Meetings
We have weekly lectures Wednesday mornings from 10-10:50 AM in 100 Broad. On Mondays, you may attend one of the two lab sessions, either 1-4pm or 7-10pm, both in 328 SFL. Bring your laptop and charger. You should always attend the same lab session (either 1pm or 7pm), unless you have a conflict and let the course instructors know.
Attendance at lecture and participation in lab sessions are mandatory; 20% of your grade depends on it.
Lab sessions
In each three-hour lab session, you are expected to actively work through the tutorials with the instructors. As such, you will be writing live code in a .py file. This file must be emailed to bebi103 at caltech dot edu at the end of each lab session to get credit for attendance in the lab session. The subject line of the email should be "lastname firstname tutorial # yy/mm/dd", where the # sign is replaced by the lab session number.
Homework
Homework will be assigned roughly weekly. The homework assignments will typically have one or two short questions about the theory behind the analysis featured in the problem set, but will mainly consist of actually working up real (and in some rare cases contrived) data.
Data analysis is almost always a collaborative effort in both research and industry. Therefore, you will be assigned to groups of three (possibly with a couple groups of four depending on course enrollment). You will submit your homework as a group. The following homework policies apply.
- Each homework will have a defined due date and time, usually at the beginning of class. Late homeworks are accepted with a 10% deduction for every day they are late. For example, if the homework is due at 1pm on Monday, and you turn it in late but before 1pm on Tuesday, your maximum score will be 90%. You may not work on late homework during class.

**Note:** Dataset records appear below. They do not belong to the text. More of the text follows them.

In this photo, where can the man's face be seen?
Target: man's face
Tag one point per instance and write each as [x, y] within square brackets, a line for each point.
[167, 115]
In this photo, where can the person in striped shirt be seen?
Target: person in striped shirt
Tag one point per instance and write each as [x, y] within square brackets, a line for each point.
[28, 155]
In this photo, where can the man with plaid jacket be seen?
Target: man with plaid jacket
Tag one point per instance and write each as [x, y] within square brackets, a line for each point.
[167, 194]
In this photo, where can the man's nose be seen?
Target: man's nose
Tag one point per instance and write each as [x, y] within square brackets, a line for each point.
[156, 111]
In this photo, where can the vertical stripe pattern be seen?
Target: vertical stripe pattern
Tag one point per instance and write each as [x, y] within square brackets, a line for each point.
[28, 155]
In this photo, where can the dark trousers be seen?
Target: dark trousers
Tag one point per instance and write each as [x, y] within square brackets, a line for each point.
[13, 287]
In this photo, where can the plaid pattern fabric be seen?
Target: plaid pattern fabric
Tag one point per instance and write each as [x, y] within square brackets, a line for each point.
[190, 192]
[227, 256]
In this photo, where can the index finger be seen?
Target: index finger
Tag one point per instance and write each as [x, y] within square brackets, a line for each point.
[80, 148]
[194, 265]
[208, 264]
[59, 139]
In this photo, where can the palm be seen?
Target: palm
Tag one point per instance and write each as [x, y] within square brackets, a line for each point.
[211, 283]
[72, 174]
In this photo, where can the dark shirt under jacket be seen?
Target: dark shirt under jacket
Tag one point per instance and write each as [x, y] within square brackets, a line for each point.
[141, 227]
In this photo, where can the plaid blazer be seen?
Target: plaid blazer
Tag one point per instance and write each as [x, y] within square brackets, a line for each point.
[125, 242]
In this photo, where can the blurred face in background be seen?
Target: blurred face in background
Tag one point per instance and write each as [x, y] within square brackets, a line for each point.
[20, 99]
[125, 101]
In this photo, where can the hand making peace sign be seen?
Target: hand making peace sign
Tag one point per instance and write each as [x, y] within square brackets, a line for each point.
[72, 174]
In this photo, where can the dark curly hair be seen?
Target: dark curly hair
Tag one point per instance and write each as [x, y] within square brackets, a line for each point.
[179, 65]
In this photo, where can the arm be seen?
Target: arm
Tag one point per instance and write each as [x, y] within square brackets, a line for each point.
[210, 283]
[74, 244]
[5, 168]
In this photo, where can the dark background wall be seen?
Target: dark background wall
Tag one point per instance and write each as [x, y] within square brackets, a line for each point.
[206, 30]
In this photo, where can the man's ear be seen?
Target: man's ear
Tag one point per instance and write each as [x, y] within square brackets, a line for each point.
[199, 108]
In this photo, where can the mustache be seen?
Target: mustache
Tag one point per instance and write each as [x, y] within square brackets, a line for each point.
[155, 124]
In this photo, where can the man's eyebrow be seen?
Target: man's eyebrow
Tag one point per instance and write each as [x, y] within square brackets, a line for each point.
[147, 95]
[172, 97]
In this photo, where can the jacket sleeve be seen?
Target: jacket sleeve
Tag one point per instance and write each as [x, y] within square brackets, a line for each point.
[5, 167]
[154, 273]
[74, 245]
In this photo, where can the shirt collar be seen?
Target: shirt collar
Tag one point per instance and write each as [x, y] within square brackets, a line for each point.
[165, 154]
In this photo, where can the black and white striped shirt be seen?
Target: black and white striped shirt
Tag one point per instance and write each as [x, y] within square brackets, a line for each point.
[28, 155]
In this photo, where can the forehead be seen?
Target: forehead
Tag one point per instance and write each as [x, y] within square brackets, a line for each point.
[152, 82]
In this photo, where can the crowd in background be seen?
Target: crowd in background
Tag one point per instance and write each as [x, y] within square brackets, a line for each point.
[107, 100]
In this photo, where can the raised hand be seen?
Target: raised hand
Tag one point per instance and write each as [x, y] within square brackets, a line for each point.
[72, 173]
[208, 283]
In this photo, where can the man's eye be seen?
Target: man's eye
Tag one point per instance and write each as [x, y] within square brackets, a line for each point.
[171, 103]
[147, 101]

- Each homework problem must be submitted as single Jupyter notebook and also as the notebook converted to HTML. Images from plots should be shown as high resolution PNGs. The file names must be group#_hw#_prob#.ipynb and group#_hw#_prob#.html, where the first # symbol is replaced by your assigned group number. The subsequent # symbols are replaced with the obvious values. The notebooks comprising the homework should be zipped into a single file named group#_hw#.zip. Your homework must be emailed to bebi103 at caltech dot edu ahead of the due time. The subject line of the email should be the same as the file name, minus the suffix.
- All code you wrote to do your assignment must be included in the notebook. Code from imported packages that you did not write (e.g., modules distributed by the class instructors) need not be displayed in the notebook. We will run the code in your notebook; all code must run to get credit.
- Since we are running your code to check it, you must have the following path structure for the data used in the homework. Within the directory of your Jupyter notebook, you should have a subdirectory called data. This directory contains any data files downloaded for the homework with the file names unaltered. If the data were distributed in a ZIP file, the file must have been unzipped in the data subdirectory and the file names and file names unaltered.
- All of your results must be clearly explained and all graphics clearly presented and embedded in the Jupyter notebook.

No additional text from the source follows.